C’est  dire aujourd’hui  que  le  Sénégal  est assez outillé pour ne pas subir les travers  d’un  esprit  rentier  dans l’utilisation  des  revenus  pétroliers. D’ailleurs,  le  Président Macky Sall en est tellement conscient qu’il  a  constitutionalisé l’appartenance  au  Peuple  des ressources  naturelles    avec  le dernier  référendum,  créé  un organe  inclusif  d’orientation stratégique  du  pétrole  et  du  gaz (Cos-Petrogaz)  qui  saura  faire une  planification  dans  l’utilisation efficiente des ressources du pétrole et du gaz, et cerise sur le gâteau,  envisage  de  réviser  le Code pétrolier en vue de la sauvegarde des intérêts du Peuple.

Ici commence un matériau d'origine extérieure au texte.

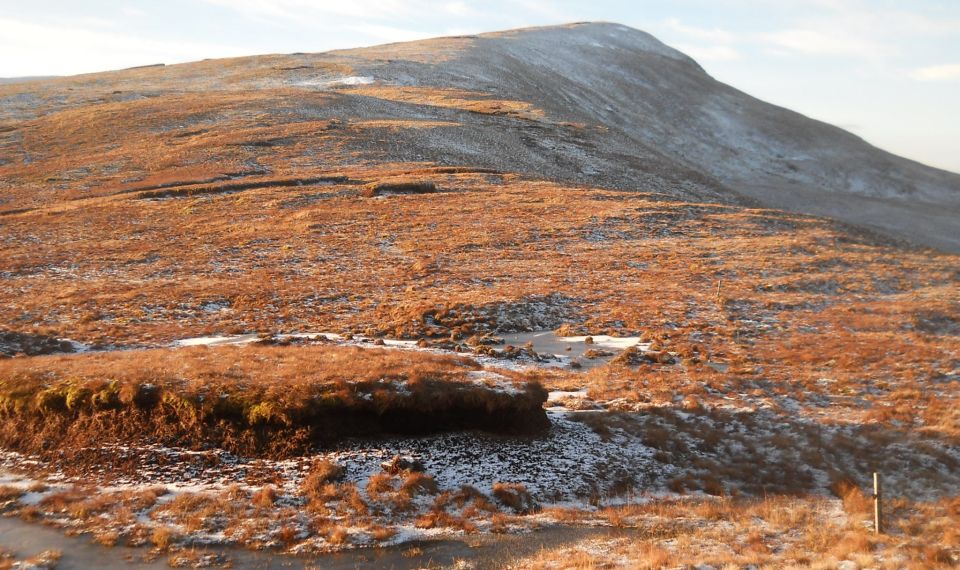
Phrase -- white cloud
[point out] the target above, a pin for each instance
(817, 42)
(41, 49)
(947, 72)
(708, 53)
(390, 33)
(712, 35)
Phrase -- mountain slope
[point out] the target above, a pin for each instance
(602, 105)
(653, 99)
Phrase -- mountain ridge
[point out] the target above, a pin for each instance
(605, 105)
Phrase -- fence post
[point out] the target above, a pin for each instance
(877, 508)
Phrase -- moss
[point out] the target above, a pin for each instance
(51, 400)
(107, 398)
(267, 413)
(77, 397)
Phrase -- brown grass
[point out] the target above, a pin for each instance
(278, 400)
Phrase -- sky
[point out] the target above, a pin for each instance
(886, 70)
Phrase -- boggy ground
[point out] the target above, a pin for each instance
(786, 356)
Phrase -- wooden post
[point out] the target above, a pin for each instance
(877, 508)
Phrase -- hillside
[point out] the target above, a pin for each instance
(596, 104)
(553, 280)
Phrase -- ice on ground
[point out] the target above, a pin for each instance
(342, 81)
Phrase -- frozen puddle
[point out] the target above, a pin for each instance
(570, 348)
(343, 81)
(563, 350)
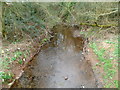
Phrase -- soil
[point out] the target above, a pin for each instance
(60, 64)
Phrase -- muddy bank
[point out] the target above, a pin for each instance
(60, 64)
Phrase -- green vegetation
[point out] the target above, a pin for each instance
(107, 63)
(6, 77)
(28, 21)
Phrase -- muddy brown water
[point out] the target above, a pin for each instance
(59, 64)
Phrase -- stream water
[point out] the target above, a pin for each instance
(59, 64)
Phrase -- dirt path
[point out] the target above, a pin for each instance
(60, 64)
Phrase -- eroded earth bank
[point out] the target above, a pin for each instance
(60, 63)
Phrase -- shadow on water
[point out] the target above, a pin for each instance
(60, 64)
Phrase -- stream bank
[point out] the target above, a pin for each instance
(59, 64)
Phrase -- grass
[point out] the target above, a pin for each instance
(106, 63)
(6, 76)
(8, 60)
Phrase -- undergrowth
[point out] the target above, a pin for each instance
(107, 63)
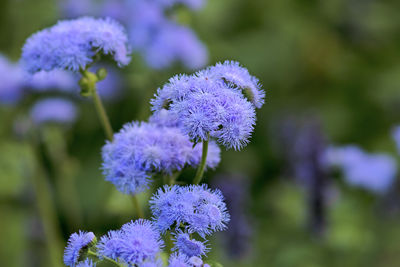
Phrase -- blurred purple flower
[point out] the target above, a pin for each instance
(374, 172)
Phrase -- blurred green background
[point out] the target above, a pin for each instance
(334, 60)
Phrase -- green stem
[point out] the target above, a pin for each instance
(105, 122)
(65, 168)
(88, 83)
(202, 166)
(48, 215)
(104, 257)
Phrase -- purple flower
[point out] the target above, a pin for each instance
(135, 243)
(189, 247)
(140, 150)
(76, 243)
(53, 110)
(73, 44)
(198, 208)
(206, 105)
(374, 172)
(86, 263)
(152, 30)
(178, 260)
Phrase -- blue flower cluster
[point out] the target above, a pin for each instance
(197, 209)
(136, 242)
(219, 101)
(140, 150)
(374, 172)
(180, 260)
(154, 33)
(73, 44)
(76, 243)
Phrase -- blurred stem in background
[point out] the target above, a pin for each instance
(47, 210)
(202, 166)
(318, 178)
(65, 169)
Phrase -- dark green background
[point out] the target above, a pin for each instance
(337, 60)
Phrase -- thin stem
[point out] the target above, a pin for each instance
(104, 257)
(48, 214)
(138, 209)
(65, 169)
(202, 166)
(105, 122)
(109, 133)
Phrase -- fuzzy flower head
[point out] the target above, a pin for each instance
(189, 247)
(135, 243)
(76, 243)
(141, 150)
(374, 172)
(200, 209)
(53, 110)
(181, 260)
(153, 28)
(73, 44)
(206, 105)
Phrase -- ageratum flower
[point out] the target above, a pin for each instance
(181, 260)
(206, 104)
(73, 44)
(140, 150)
(187, 246)
(135, 243)
(76, 243)
(374, 172)
(154, 33)
(192, 4)
(197, 207)
(56, 110)
(178, 260)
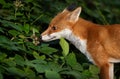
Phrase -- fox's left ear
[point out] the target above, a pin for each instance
(74, 15)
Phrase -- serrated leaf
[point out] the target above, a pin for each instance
(16, 71)
(75, 74)
(52, 75)
(1, 76)
(19, 60)
(13, 32)
(48, 50)
(71, 59)
(65, 46)
(26, 28)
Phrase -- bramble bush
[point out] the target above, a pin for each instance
(21, 23)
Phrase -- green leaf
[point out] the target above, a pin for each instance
(30, 73)
(19, 60)
(2, 56)
(36, 55)
(41, 68)
(48, 50)
(1, 76)
(93, 69)
(65, 46)
(13, 32)
(75, 74)
(16, 71)
(26, 28)
(71, 59)
(52, 75)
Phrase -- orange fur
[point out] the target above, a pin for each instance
(102, 40)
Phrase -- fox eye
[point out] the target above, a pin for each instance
(54, 28)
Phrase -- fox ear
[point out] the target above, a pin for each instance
(74, 15)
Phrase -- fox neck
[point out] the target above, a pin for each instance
(78, 36)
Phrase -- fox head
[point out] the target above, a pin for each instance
(61, 25)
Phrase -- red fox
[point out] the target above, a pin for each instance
(100, 43)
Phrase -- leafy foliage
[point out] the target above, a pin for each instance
(22, 21)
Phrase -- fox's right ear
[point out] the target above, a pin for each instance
(74, 15)
(70, 8)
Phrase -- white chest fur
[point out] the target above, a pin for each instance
(79, 44)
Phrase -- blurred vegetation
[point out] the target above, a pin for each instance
(22, 21)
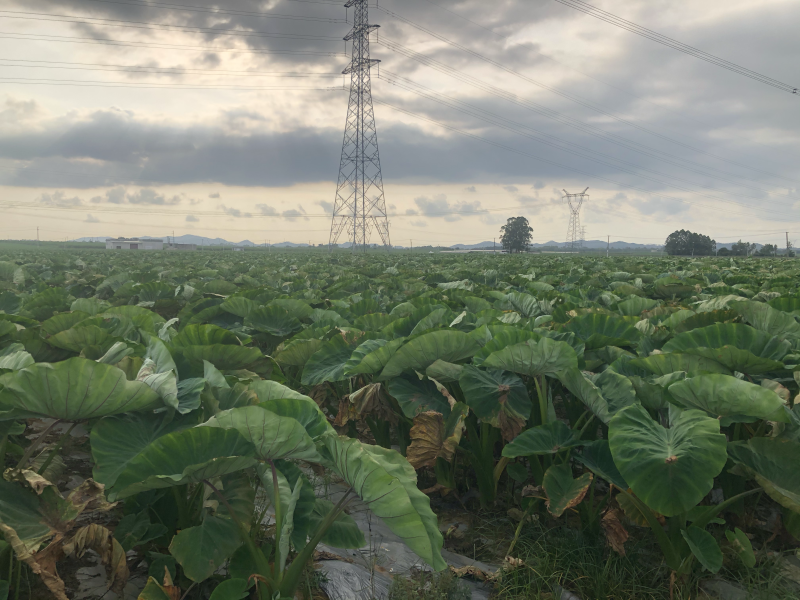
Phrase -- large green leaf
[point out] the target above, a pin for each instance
(736, 346)
(204, 335)
(670, 470)
(725, 396)
(534, 358)
(273, 436)
(507, 336)
(415, 396)
(497, 397)
(273, 320)
(596, 456)
(344, 533)
(187, 456)
(544, 439)
(663, 364)
(767, 319)
(74, 390)
(598, 330)
(421, 352)
(564, 492)
(327, 364)
(772, 462)
(704, 547)
(115, 441)
(388, 485)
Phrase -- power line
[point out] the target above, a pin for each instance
(158, 45)
(28, 64)
(676, 45)
(599, 80)
(152, 26)
(545, 160)
(552, 89)
(155, 86)
(518, 129)
(557, 116)
(216, 11)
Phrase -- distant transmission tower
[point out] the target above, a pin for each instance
(574, 230)
(360, 204)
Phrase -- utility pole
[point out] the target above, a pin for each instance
(360, 204)
(575, 202)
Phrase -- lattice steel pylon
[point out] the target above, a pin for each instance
(360, 204)
(575, 202)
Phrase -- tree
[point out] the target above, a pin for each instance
(688, 243)
(516, 234)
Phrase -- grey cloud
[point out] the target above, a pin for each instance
(234, 212)
(267, 210)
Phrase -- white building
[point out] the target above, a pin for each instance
(133, 244)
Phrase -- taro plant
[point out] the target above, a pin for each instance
(265, 441)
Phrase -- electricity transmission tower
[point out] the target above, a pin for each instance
(360, 205)
(575, 202)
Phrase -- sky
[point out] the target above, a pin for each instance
(225, 119)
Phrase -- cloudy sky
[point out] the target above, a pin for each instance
(144, 117)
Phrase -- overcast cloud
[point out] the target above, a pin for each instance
(663, 140)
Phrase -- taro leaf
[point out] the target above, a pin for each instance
(773, 464)
(663, 364)
(421, 352)
(596, 456)
(273, 436)
(143, 318)
(765, 318)
(182, 457)
(74, 390)
(297, 353)
(273, 320)
(296, 308)
(136, 529)
(670, 470)
(415, 396)
(508, 336)
(63, 321)
(587, 392)
(239, 306)
(598, 330)
(230, 589)
(704, 547)
(534, 358)
(343, 533)
(115, 441)
(204, 335)
(189, 391)
(202, 549)
(497, 397)
(355, 365)
(223, 356)
(432, 438)
(725, 396)
(272, 390)
(328, 363)
(544, 439)
(444, 371)
(564, 492)
(741, 543)
(388, 484)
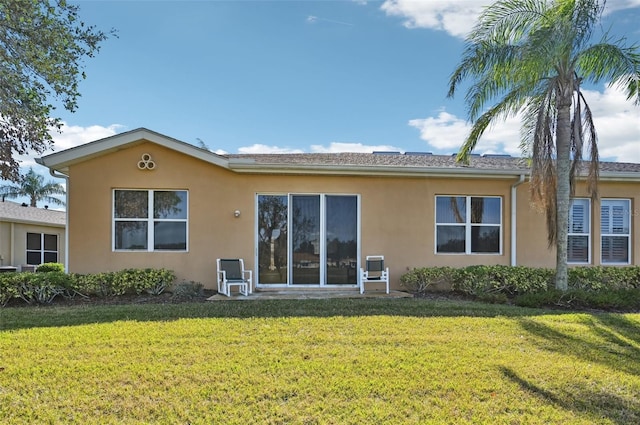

A ce  titre, la politique de diversification pour  l’exploitation  des réserves entre les majors est gage d’indépendance  et  de  sécurité. Mais le plus important est l’existence du  Pse  et  la  volonté  du Président Macky Sall de financer la transformation structurelle de l’économie  sénégalaise  et  le développement  du  capital humain  à  partir  des  revenus pétroliers.  Si  bien  qu’à  moyen terme,  les  programmes  d’autosuffisance en  riz,  en  viande,  en lait  etc.

le  développement  des industries  de  transformation  et des Pme-Pmi, la réalisation d’infrastructures structurantes,  la formation  et  le  relèvement  des capacités  d’exportation  hors hydrocarbures  pourront  connaître  des  développements  fulgurants, sans  endettement  extérieur  notable.  Toutes  ces  mesures nous  permettront  de  ne  pas tomber  dans  les  travers  de  la rente  pétrolière,  parce  qu’on aura été suffisamment préventif, en  sachant  où nous  allons  grâce au  Pse,  en  développant  la transparence,  en  diversifiant notre  économie  et  en  augmentant sa  résilience  face  aux chocs exogènes qui détruisent des pays comme  le  Nigeria,  l’Angola,  le Venezuela ou le Brésil.

En  dépit  des  convoitises  et manipulations de politiciens pour faire  des  ressources  naturelles une  rente  politique,  le  génie  de notre  Peuple  nous  garantira  la bénédiction  du  pétrole  et  du  gaz avec l’aide de Dieu.

Kadialy GASSAMA

Economiste, Rue Faidherbe X Pierre Verger Rufisque.